PASTA e FAGIOLE Recipe

  Soup

Ingredients:
Serves 4-6

by Deborah Mele

INGREDIENTS:

3 Tablespoons of Olive Oil

2 Large Garlic Cloves, Minced

1 Large Carrot, Finely Chopped

2 Celery Stalks, Finely Chopped

1 Small Onion, Finely Chopped

6 Peeled, Seeded and Chopped Ripe Roma Tomatoes (or Canned Equivalent)

1 Quart Chicken Broth

2 (13oz) Tins Cannellini Beans (or Equivalent, Prepared From Dried)

1 Cup Small Pasta (Tubettini or Ditalini)

1/2 Cup Chopped Fresh Parsley

Salt & Pepper

Dash Of Red Pepper Flakes

TO SERVE:

Good Quality Olive Oil

Shaved Parmesan Cheese

Fresh Chopped Parsley

Directions:
Heat the oil in a large heavy pot.
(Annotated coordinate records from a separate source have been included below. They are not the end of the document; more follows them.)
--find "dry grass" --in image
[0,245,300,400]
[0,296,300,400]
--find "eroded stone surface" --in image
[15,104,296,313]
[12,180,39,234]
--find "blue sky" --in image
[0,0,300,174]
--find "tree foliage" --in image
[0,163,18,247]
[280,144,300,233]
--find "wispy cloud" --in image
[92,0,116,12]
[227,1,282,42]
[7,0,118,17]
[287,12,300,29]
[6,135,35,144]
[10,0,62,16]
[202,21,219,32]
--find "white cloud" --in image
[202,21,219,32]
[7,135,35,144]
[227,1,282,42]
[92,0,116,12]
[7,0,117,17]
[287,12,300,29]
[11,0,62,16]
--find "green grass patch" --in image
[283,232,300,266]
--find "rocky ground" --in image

Cook the onion, carrot, and celery until soft. Add the garlic and cook another minute. Pour in the broth, beans and chopped tomatoes, and cook for 5 minutes. Remove a few scoops of the bean mixture and puree or mash. Return to the pot. Add the pasta, chopped parsley and seasonings. Cook until the pasta is cooked al dente.
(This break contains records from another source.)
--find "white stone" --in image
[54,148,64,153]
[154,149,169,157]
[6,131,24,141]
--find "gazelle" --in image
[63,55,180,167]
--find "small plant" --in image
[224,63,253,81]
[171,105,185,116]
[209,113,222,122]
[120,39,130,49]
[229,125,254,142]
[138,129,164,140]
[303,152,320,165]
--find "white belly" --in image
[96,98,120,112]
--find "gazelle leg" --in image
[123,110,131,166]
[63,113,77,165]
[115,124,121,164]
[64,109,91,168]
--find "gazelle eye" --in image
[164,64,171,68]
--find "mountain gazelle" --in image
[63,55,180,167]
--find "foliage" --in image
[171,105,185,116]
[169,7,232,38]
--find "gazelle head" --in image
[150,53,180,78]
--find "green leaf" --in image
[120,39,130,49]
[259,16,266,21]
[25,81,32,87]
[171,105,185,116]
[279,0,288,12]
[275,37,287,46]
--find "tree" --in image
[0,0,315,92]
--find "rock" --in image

Serve in bowls topped with a drizzle of olive oil, the shaved cheese and a sprinkling of chopped parsley.

Note: You can add a little chopped pancetta or diced prosciutto to this dish as well for a different taste. Just add the meat into the pot, when you are cooking the onions.